Nyerges, Church and their colleagues are grappling with this challenge at an unprecedented scale as they finalize a heavily recoded variant of E. coli that uses only 57 of the 61 naturally occurring amino-acid codons⁶. This effort has entailed more than 73,000 changes to the strain’s 4-megabase genome, which inevitably creates unintended effects. “Some things will happen readily with no impact on growth or fitness, while others have a striking impact,” says Nyerges. Some changes disabled existing regulatory elements or unwittingly created new one; others established new protein-coding sequences. “And we’re only learning about this as we go.”

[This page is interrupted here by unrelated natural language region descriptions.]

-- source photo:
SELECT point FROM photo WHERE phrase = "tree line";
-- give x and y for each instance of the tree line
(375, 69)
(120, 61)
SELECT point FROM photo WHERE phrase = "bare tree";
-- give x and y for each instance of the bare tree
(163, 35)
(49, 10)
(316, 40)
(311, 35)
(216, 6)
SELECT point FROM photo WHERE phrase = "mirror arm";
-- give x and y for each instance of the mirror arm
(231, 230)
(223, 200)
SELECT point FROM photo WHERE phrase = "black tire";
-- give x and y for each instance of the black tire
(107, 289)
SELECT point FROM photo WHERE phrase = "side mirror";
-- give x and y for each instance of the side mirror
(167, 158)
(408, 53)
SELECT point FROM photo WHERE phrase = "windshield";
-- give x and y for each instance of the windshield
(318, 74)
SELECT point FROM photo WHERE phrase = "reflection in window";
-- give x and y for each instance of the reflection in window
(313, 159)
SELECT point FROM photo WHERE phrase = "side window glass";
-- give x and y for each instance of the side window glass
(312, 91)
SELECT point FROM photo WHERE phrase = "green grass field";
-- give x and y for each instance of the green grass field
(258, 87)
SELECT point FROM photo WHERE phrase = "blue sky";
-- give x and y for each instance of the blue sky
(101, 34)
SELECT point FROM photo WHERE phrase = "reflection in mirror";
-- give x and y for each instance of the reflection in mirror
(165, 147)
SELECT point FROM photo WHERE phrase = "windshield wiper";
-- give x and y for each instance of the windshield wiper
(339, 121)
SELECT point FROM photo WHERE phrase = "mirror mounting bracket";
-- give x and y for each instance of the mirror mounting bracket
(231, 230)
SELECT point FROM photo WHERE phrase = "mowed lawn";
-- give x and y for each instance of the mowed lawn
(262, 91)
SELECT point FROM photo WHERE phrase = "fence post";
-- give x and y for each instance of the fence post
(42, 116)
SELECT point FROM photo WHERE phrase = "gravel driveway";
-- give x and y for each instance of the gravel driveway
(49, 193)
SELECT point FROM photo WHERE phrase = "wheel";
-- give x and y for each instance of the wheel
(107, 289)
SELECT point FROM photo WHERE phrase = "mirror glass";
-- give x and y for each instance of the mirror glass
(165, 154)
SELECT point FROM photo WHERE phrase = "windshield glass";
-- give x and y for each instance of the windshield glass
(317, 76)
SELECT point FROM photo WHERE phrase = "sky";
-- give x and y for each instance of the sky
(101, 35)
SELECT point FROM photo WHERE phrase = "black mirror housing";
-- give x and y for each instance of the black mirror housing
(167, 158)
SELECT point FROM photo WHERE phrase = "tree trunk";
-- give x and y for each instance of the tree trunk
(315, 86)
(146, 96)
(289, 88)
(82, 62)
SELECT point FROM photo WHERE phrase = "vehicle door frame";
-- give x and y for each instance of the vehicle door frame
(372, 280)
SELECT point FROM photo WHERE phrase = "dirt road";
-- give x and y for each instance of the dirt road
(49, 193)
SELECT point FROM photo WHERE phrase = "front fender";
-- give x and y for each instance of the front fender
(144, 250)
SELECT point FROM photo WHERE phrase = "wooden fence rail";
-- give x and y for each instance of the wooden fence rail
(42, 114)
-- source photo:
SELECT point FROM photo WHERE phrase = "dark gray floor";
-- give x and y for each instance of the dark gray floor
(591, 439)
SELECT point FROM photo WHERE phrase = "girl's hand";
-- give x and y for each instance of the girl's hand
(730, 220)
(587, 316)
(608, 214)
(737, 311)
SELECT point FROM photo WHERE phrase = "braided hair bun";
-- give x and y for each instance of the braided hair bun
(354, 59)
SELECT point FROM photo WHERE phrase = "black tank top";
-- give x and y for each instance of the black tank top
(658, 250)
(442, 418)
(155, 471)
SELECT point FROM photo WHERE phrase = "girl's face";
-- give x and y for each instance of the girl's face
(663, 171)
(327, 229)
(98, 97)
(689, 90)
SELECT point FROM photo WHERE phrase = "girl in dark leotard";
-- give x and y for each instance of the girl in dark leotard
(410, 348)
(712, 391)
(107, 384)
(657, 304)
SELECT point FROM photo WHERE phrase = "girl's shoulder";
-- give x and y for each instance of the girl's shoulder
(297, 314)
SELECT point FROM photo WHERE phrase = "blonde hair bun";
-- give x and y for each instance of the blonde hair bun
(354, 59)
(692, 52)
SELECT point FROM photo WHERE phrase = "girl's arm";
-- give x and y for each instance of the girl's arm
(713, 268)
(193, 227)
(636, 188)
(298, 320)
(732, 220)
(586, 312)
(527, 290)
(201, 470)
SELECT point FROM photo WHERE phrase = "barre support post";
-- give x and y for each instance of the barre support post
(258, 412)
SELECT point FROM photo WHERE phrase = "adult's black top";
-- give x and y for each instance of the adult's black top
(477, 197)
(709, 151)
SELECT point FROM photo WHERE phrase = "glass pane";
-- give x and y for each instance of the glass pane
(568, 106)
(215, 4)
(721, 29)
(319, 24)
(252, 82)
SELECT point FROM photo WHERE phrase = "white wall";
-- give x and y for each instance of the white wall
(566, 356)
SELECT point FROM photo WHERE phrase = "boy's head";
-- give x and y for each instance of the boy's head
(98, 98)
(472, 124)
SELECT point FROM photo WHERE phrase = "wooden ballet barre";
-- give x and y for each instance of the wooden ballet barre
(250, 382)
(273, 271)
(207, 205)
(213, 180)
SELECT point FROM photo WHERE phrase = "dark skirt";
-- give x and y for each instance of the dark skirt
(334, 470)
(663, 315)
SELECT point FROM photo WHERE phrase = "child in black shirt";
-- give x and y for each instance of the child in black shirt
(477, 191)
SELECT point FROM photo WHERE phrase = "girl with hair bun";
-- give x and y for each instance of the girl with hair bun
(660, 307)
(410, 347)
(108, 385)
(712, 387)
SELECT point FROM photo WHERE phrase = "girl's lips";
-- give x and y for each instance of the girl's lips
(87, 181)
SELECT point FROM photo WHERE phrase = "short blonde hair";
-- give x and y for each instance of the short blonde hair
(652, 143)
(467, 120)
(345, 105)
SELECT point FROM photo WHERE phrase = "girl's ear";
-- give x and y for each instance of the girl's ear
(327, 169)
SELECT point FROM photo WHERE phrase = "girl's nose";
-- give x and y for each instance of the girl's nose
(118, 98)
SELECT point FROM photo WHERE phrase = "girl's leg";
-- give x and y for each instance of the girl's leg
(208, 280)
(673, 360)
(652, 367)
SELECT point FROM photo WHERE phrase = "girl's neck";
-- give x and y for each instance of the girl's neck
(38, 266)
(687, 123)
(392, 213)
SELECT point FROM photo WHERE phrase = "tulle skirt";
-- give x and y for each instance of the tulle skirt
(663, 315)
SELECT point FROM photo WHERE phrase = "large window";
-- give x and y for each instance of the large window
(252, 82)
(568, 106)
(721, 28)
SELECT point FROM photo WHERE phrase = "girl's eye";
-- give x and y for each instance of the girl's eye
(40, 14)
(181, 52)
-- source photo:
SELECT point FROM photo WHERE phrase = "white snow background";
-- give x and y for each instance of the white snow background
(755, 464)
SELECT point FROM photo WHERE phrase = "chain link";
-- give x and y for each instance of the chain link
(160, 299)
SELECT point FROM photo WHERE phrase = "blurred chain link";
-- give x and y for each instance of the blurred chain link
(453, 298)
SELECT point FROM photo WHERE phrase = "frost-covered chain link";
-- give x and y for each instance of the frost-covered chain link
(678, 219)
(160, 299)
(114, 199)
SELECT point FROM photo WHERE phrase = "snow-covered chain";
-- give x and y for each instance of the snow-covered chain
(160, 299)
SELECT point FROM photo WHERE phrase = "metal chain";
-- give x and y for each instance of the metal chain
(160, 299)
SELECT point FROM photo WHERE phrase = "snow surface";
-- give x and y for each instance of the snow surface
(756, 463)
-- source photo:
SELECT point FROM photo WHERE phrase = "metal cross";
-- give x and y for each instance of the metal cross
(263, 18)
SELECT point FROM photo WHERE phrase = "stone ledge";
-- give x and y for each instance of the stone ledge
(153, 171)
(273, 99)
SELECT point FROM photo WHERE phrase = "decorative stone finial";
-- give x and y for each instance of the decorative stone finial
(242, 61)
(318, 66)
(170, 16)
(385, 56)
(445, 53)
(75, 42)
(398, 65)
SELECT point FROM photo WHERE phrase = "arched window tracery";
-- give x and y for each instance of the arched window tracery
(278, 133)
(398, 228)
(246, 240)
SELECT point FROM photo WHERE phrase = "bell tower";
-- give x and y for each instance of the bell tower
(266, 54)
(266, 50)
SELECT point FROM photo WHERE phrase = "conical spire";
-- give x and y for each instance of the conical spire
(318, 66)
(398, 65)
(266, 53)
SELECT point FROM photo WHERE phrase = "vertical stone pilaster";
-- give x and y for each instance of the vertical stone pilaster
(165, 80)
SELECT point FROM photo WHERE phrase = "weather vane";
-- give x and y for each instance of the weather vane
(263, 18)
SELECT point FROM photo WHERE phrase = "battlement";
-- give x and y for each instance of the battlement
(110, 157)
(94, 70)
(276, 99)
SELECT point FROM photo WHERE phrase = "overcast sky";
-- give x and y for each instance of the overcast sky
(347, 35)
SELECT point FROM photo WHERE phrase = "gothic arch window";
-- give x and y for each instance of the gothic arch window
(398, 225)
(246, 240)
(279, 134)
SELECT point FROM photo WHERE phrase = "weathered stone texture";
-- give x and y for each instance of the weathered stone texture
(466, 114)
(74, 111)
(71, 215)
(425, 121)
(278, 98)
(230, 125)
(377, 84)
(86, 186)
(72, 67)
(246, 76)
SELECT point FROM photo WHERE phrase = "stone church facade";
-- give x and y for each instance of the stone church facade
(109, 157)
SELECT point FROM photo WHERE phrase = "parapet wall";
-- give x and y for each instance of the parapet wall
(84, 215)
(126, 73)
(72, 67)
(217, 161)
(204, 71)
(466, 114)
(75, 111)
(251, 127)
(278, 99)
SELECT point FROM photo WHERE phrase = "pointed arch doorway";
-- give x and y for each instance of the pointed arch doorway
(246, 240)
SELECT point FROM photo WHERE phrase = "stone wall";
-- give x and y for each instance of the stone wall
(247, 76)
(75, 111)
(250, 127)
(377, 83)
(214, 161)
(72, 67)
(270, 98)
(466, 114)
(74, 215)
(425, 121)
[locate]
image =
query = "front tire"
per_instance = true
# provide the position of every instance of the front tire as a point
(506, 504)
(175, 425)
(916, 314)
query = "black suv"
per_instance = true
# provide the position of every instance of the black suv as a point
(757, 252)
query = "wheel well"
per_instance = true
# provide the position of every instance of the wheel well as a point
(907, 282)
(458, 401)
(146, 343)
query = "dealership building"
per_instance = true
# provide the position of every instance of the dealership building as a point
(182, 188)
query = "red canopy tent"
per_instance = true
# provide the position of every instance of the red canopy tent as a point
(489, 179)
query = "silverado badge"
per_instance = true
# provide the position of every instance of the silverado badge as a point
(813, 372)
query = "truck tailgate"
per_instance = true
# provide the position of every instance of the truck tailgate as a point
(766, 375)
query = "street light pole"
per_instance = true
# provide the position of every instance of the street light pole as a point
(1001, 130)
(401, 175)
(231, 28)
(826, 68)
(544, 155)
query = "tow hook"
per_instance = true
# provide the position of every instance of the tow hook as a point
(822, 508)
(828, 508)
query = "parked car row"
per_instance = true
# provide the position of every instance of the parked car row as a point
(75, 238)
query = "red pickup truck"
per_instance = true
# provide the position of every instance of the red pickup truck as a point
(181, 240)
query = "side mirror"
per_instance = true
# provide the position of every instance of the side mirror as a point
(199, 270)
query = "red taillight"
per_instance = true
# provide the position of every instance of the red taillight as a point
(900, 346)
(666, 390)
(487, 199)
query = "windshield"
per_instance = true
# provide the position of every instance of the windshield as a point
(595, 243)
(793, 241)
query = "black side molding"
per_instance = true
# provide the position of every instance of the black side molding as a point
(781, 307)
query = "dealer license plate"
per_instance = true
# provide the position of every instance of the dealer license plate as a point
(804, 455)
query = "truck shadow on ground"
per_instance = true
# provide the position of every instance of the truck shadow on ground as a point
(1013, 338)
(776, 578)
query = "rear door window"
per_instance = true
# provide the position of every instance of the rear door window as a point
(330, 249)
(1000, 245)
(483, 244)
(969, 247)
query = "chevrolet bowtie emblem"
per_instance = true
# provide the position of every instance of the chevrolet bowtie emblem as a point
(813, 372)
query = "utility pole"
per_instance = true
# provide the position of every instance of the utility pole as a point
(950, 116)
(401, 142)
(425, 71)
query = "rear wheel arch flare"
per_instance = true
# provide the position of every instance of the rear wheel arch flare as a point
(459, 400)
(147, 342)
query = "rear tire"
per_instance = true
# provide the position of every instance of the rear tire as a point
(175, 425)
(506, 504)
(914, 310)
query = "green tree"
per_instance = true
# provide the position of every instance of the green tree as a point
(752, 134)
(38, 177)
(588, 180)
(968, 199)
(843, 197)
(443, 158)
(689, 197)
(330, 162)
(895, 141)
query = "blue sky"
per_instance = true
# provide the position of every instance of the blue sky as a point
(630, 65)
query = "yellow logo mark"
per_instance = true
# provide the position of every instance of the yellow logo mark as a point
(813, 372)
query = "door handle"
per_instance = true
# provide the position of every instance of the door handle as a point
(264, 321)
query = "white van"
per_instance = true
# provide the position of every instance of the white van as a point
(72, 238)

Computer-generated models of the synthetic minimal cell created by researchers at the J. Craig Venter Institute in La Jolla, California.Credit: Laboratory of Zaida Luthey-Schulten

Sorting out these issues is a substantial undertaking in its own right. For example, throughout the recoding process for their Ochre strain, Isaacs and his team used extensive ‘multi-omic’ analyses to characterize the bacterium. “We collected metabolic profiling data under different [culture] conditions,” he says. “We also collected proteomics data comparing the recoded cell to a few different progenitors, including wild-type cells.” In this way, they systematically tweaked the genome until the cells were able to grow under standard culture conditions at roughly the same rate as unmodified bacteria — a non-trivial result, given that genome recoding often impairs growth. Nyerges and his colleagues likewise turned to multi-omics to troubleshoot their 57-codon genome. They also used an experimental strategy that spurs rapid evolution of bacteria in culture, to promote the selection of genome mutations that improve fitness.

Algorithmic tools are also helping researchers to model and predict the outcomes of some genome-rewriting experiments in advance. For instance, synthetic biologist Howard Salis’s team at Pennsylvania State University in University Park uses quantitative data from high-throughput screens of both genetically modified cells and strands of synthetic DNA to develop algorithms that can define, characterize and even design sequences that govern processes such as transcription and translation. “A typical paper for us nowadays is anywhere from 10,000 to 100,000 different defined, designed experiments,” says Salis. The results are used to extract testable physical principles that allow the algorithms to predict, for example, how changes to a gene’s promoter sequence alter downstream expression.

“You can ground-truth everything,” says Salis. “And we can combine our existing models to design the next experiments to understand the remaining misunderstood stuff.” Indeed, the Church lab has used several of Salis’s tools to design its 57-codon microbe. Nyerges says such algorithms have been a substantial asset — albeit not enough to prevent considerable troubleshooting. “Even very tiny changes can cumulatively lead to significant fitness problems once you add up thousands of genes in a genome,” he says.